2. The Truth in Lending
This is now an antiquated document. The Truth in Lending had some bizarre and unhelpful verbiage about the prepayment penalty. It said you, “will, won’t or may” have a prepayment penalty. The Closing Disclosure states if you will or won’t but omits the ambiguous word, “may” from the document.
3. The APR
In addition to going over the APR, there will be a new figure discussed on the Closing disclosure called the TIP which is the total interest percentage.
4. Taxes, Insurance, Escrow Fees
Estimated escrow costs, insurance, taxes, servicing, assumption, and appraisal costs will also be covered in this new and exciting document.
5. The property address
Many loan signing courses claim you should look for the property address on the Deed of Trust or Mortgage. You can, but it is also on the Closing Disclosure on the upper left corner.
6. The Loan Amount & Rate
This is also covered on the upper half of page one.
7. Fees associated with the loan
The Closing Disclosure replaces the TIL and the HUD-1 Settlement Statement.
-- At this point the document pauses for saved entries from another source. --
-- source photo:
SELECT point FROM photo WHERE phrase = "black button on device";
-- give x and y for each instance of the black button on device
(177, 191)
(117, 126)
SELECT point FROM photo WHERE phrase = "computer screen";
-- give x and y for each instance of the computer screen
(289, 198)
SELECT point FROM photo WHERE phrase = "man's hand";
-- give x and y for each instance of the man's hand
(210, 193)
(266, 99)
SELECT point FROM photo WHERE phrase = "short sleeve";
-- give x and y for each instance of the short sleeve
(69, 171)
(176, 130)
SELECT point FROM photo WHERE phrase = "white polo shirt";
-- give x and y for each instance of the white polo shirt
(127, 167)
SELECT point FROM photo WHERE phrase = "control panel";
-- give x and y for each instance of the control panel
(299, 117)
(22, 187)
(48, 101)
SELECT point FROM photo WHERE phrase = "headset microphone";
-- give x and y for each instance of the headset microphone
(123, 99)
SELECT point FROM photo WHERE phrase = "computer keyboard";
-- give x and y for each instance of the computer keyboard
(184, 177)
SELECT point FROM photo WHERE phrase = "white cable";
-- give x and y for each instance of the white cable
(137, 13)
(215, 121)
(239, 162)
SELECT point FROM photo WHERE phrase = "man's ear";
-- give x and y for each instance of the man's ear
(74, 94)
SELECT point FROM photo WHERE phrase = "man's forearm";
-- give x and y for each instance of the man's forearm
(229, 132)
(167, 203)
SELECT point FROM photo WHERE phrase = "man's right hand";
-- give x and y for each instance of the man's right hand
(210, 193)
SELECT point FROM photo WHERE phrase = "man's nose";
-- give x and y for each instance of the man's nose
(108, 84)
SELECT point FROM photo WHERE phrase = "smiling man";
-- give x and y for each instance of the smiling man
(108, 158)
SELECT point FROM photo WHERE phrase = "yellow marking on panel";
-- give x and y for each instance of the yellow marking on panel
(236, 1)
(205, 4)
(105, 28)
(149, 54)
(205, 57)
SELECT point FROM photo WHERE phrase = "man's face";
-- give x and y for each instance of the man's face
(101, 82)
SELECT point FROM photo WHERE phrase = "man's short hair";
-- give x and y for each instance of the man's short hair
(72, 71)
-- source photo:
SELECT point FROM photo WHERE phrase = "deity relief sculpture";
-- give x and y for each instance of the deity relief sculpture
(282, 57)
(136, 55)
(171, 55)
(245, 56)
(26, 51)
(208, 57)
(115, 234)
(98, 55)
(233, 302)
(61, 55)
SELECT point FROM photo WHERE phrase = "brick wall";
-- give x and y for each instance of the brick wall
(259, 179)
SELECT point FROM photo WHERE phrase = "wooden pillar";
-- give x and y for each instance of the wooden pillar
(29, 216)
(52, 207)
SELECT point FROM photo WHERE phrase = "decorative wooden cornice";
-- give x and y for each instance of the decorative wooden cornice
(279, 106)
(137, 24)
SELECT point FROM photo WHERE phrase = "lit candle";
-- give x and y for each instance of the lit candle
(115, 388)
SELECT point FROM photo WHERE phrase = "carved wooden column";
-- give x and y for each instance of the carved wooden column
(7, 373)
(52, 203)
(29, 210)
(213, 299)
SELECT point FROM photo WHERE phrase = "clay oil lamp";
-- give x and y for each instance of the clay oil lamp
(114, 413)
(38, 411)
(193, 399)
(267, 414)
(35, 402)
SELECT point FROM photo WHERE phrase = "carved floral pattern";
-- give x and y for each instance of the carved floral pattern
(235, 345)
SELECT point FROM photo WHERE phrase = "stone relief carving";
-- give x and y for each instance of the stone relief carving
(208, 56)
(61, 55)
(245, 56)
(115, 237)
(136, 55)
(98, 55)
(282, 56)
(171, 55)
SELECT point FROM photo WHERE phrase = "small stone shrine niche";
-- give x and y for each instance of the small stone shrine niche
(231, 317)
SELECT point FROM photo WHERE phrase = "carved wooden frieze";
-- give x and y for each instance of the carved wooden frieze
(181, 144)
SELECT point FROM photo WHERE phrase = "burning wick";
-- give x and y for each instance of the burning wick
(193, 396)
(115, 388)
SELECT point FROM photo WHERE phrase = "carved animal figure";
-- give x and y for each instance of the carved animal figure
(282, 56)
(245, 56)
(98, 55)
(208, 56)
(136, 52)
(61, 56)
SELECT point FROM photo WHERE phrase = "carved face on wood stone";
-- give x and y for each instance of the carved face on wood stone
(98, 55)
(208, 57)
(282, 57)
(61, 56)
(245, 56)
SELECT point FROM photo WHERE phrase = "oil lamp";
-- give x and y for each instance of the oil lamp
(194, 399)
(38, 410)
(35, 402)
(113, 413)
So, items from the Settlement Statement such as fees or costs associated with the loan will be covered on this document.
8. Calculating Cash to Close
This is a very practical section that covers total closing costs, closing costs financeed, down payment, deposit, funds for borrower, seller credits, and adjustments. The bottom line in this section is the cash to close total amount.
9. Summary of Transactions
The sale price of the property, closing costs, HOA dues, deposits, loan amount, sellers credit, rebates, and local taxes are all part of the accounting spreadsheet in this section.
10. The additional information section about the loan
This section covers other specifications about the loan such as whether or not assumption is allowed, if there is a demand feature, negative amortization, late payments, partial payments, escrow accounts, and more…
11. Next, there is a basic loan calculation similar to what the TIL had with the total payments, finance charge, amount financed, APR, and the new figure which is the TIP.
12. There is a section listing other disclosures which will list the appraisal, contract details, liability after foreclosure (keeping it positive), refinance, and tax deductions.
13. And last there is contact information of the Lender, the Real Estate Brokers, and the Settlement Agents.
Applicant Signature Date
Eventually I will create some test questions out of this material. I already have one, but I will derive some others as well.